In tandem and in contrast to Donald in Silo One is young Mission Jones, a blue-clad Porter in Silo 18. He is a new member of what amounts to a guild: the people who haul stuff from one level to another. Computer parts, food, messages, dead bodies, whatever Silo dwellers need transported, the Porters, in singles or in pairs, do the hauling, up and down the endless stairs of 140 levels of underground society. It's an important job, and Mission is proud to do it, even though he knows he will eventually sacrifice his joints to the decades of toil. He also likes being a conduit for and a discoverer of knowledge and gossip, even though very little of what he learns is pleasant or has happy implications. Like the fact that some people on levels far below the Farms near the surface have decided to grow their own food. Or that some people are sneaking their own cargo up and down the levels, either on foot or by means of midnight pulley rigs. People, he finds, tend to resist being cogs in a well-designed survival machine. They don't like being parts that make up a whole. They want to be wholes themselves, independent and free. Which is dangerous in a society so closed and minutely designed and balanced that even an unauthorized glitch of a pregnancy guarantees the erring mother a sentence to cleaning once the child is born. Birthdays are deathdays, after all.

Unlike Donald, though, Mission is an active character in his own story, making decisions and doing things, taking risks and reaping rewards and punishments. The reader gets high on his agency and the mixture of hope and tragedy that make up Mission's very nature (nomen est omen, eh?). Howey gets his hooks into us with this character, oh yes he does. That bastard.

Ultimately, Second Shift is about the quest for forgetfulness. Those still alive who created this world do not want to have to think about, to remember what they did or why, and their efforts to keep everyone else docile and ignorant keep backfiring in tragic and yet horribly predictable ways. Failure and tragedy are always inevitable in this world, which Howey was at great and horribly successful pains in First Shift to show us could become our world with just a little more remote weaponry, a little more population pressure, a little more Tea Partying, and a little less fellow feeling.

But then, he reminds us, that no matter what happens to us, no matter what we do to ourselves, even if we're trapped in Silos below the ground in conditions that mimic, perhaps, those of a generational spaceship**, what we're packing away like so many grain seeds for the future are still people, and they are still capable, within their confined spaces, of great things, of acts of nobility and sacrifice, of lovingkindess and creativity, of demonstrating over and over again that they are worth saving, if those who put them there can just find a way to keep them alive without destroying what they're trying to preserve. If only.
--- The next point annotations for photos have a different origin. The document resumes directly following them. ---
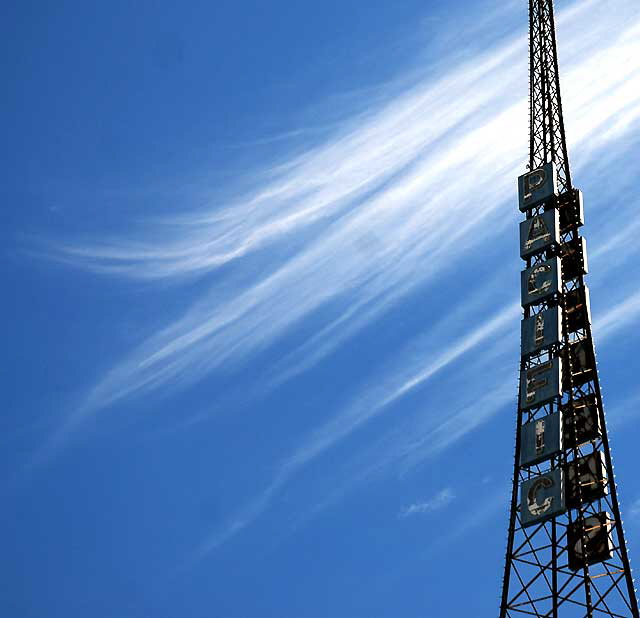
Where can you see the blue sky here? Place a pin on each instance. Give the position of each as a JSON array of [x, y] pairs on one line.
[[262, 318]]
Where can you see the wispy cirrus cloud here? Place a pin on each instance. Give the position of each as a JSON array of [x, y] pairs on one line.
[[441, 500], [385, 205], [391, 202]]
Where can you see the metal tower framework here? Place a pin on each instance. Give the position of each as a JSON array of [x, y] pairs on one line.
[[566, 553]]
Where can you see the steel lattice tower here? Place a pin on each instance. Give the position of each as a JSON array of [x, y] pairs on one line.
[[566, 553]]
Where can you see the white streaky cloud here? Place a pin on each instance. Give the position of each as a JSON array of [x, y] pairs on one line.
[[385, 206], [617, 317], [425, 434], [441, 500], [430, 433]]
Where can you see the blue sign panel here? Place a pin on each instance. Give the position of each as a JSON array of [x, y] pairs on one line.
[[541, 498], [540, 439], [541, 331], [540, 281], [539, 232], [537, 186], [540, 384]]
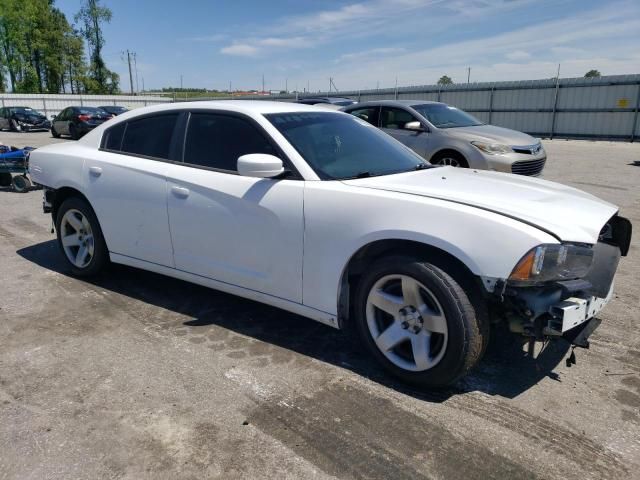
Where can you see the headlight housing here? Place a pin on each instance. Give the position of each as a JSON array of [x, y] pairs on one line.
[[492, 148], [553, 262]]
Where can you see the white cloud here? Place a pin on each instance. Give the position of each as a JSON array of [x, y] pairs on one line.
[[518, 55], [240, 49], [375, 53]]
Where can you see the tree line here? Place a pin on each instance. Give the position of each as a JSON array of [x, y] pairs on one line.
[[41, 52]]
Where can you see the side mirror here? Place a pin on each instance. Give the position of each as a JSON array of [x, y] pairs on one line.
[[260, 165], [415, 126]]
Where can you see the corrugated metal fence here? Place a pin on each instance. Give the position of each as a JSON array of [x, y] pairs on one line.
[[604, 107], [51, 104]]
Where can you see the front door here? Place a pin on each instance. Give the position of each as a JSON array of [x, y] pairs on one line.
[[393, 121], [127, 187], [239, 230]]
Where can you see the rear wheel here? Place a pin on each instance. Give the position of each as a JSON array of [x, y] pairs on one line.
[[80, 237], [418, 321], [452, 159], [73, 132], [5, 179]]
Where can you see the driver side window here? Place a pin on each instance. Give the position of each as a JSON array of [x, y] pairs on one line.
[[395, 118]]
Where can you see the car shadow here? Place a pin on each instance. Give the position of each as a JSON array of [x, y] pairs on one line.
[[505, 370]]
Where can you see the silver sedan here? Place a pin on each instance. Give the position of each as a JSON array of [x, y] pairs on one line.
[[446, 135]]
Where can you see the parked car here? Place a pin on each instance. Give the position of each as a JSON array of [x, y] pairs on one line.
[[22, 119], [77, 121], [114, 109], [320, 214], [337, 101], [446, 135]]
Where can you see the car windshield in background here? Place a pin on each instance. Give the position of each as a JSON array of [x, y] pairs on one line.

A third volume in this series, Third Shift something, is due out next year. And you'd better believe I'm going to read it. And you'd better believe I'll have my dukes up.

*Though do I really write reviews, really? I'm more into the autobiographical experience of reading a book. But anyway.

**Which really is kind of what these Silos are, except the world they will someday colonize is the same planet they "left" when they went below its surface. Neat trick, that.